Only the die-hards were left in the stands, and even some of them were asleep when Keith Primeau finally put an end to the third-longest game in NHL history.

The Flyers centreman scored at 12:01 of the fifth overtime to give Philadelphia a 2-1 win over the Pittsburgh Penguins and square the best-of-seven Eastern Conference semifinal at two games apiece.

With both teams showing the fatigue of 152 minutes of hockey, Primeau took a Dan McGillis pass, raced down the right wing, skated into the circle and fired a wrist shot over the shoulder of Pittsburgh goalie Ron Tugnutt.
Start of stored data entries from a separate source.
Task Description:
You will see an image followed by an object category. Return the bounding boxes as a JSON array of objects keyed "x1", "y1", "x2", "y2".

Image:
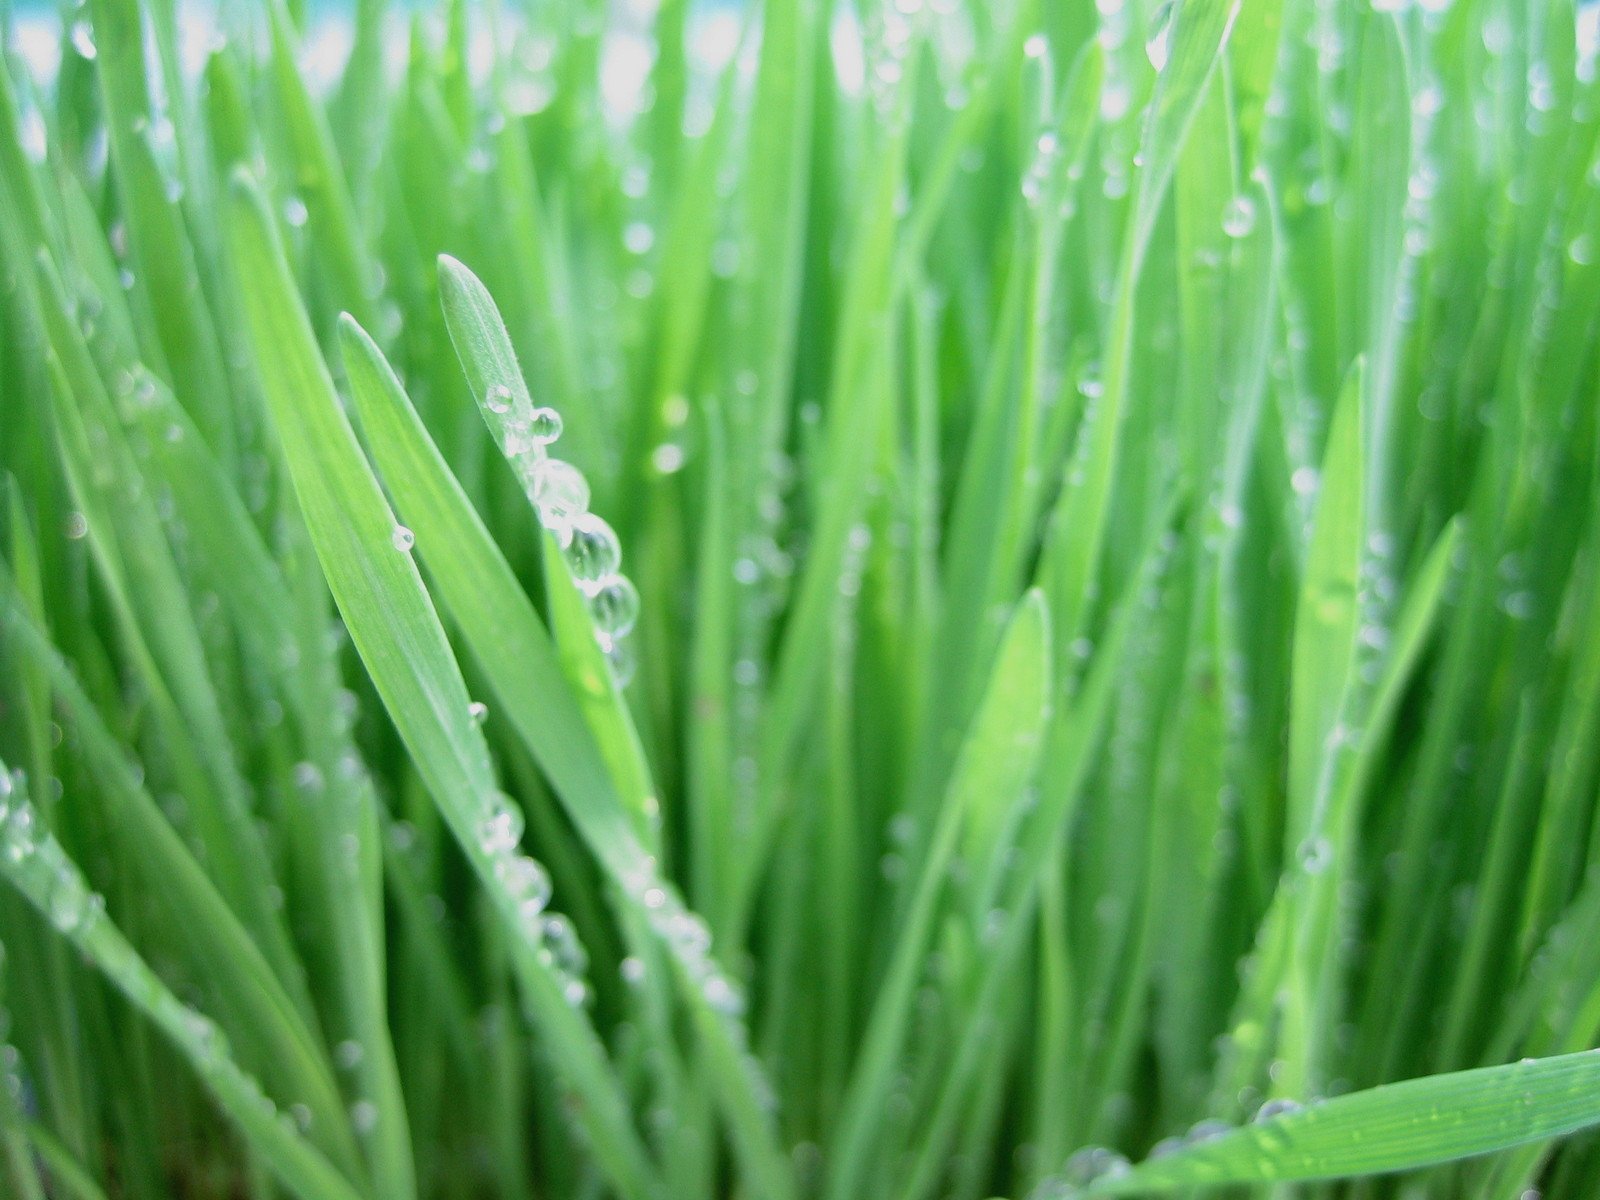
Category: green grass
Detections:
[{"x1": 3, "y1": 0, "x2": 1600, "y2": 1197}]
The marathon ended almost exactly seven hours after the puck was first dropped.

"As the game went on I honestly started to feel better," Primeau told Hockey Night in Canada. "There was a lot more room in the neutral zone and I just wanted to try and capitalize."
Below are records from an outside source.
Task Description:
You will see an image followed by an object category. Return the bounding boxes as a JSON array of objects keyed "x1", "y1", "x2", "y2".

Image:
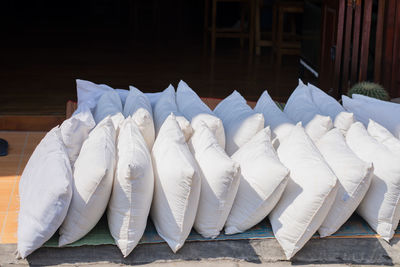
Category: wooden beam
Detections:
[
  {"x1": 374, "y1": 0, "x2": 385, "y2": 82},
  {"x1": 358, "y1": 0, "x2": 373, "y2": 81},
  {"x1": 382, "y1": 0, "x2": 396, "y2": 91},
  {"x1": 350, "y1": 0, "x2": 362, "y2": 85},
  {"x1": 341, "y1": 0, "x2": 353, "y2": 91},
  {"x1": 391, "y1": 1, "x2": 400, "y2": 96},
  {"x1": 334, "y1": 0, "x2": 346, "y2": 94},
  {"x1": 0, "y1": 115, "x2": 65, "y2": 131}
]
The Flyer victory continued the series' home ice jinx. The visiting team has won all four games. Game 5 is Sunday afternoon in Philadelphia.

"The sun's going to shine tomorrow," Penguins right winger Matthew Barnaby said. "You see your family, you want to get over it, get ready for Sunday."

"I think there are things we can rally around," Pittsburgh coach Herb Brooks said. "But we can't jump up and down about it."

It was the longest NHL game since the 1930s, the third longest in history. On Mar. 24, 1936 Detroit beat the Montreal Maroons 1-0 in an overtime that lasted 116 minutes 30 seconds and on Apr. 3, 1933 Toronto beat Boston 1-0 in an overtime that lasted 104 minutes 36 seconds.

Both goalies were exceptional. Tugnutt stopped 70 of 72 shots, while rookie Brian Boucher made 57 saves, including several spectacular stops in overtime.

"This was incredible," said Tugnutt, who also stopped 70 shots in a regular-season game nine years ago. "Between periods you just try to get a drink, you just started to feel yourself seizing up. People were starting to ask what period it was."

Alexei Kovalev drew first blood at 2:22 of the first on a long blast from just inside the blue line that caught Boucher by surprise. Janne Laukkanen assisted.

A fluke goal at 4:47 of the third tied the game. On the powerplay, the Flyers' Daymond Langkow drew the puck back to Eric Desjardins, whose blast from the point was apparently tipped by John LeClair past Tugnutt.

But, with the Penguins howling that LeClair's stick was higher than the crossbar when it touched the puck, referee Rob Shick called upstairs for a video review. Officals called the replays inconclusive and the goal was credited to LeClair, although it looked as if Penguins defenceman Bob Boughner was actually responsible for the tip.

The two teams took turns dominating the overtime sessions. The Flyers got most of the good scoring chances in the first overtime, with Langkow missing off the crossbar with only 30 seconds gone.

In the second OT frame, the Penguins had the better chances. Kovalev missed off the right post at 1:40 -- exactly the same shot he missed in the Flyers' 4-3 overtime victory in Game 3.

The third overtime featured a rarity -- three power plays, two by Pittsburgh.

Midway through the period, the Flyers inexplicably were called for too many men on the ice. On the power play, Penguins superstar Jaromir Jagr one-timed a shot from the right side that hit the side of the net, narrowly missing the near goalpost.

Philadelphia gained its lone overtime power play three minutes later when defenseman Darius Kasparaitis was called for holding Primeau. But the Flyers were unable to beat Tugnutt.

The Flyers had six shots during their power play and 13 in the third overtime.

The fourth overtime was a draw with the Flyers getting 10 shots on Tugnutt, while the Pens fired nine pucks at Boucher.

"Into the last period, whatever it was, I didn't say a single thing," Flyers interim coach Craig Ramsay said. "I just pointed to them when they came on the ice who would start. I was almost as exhausted as them."

Pittsburgh carried play in the opening four minutes of the final overtime period. In just his ninth career playoff game, Boucher was up to the task.

Jagr, held pointless for the second straight game, had his spinning backhander in the low slot stopped by the rookie goalie 9:17 into the fifth overtime.

Less than three minutes later Primeau ended it.

"Primeau made a good move, made a good shot," Tugnutt said.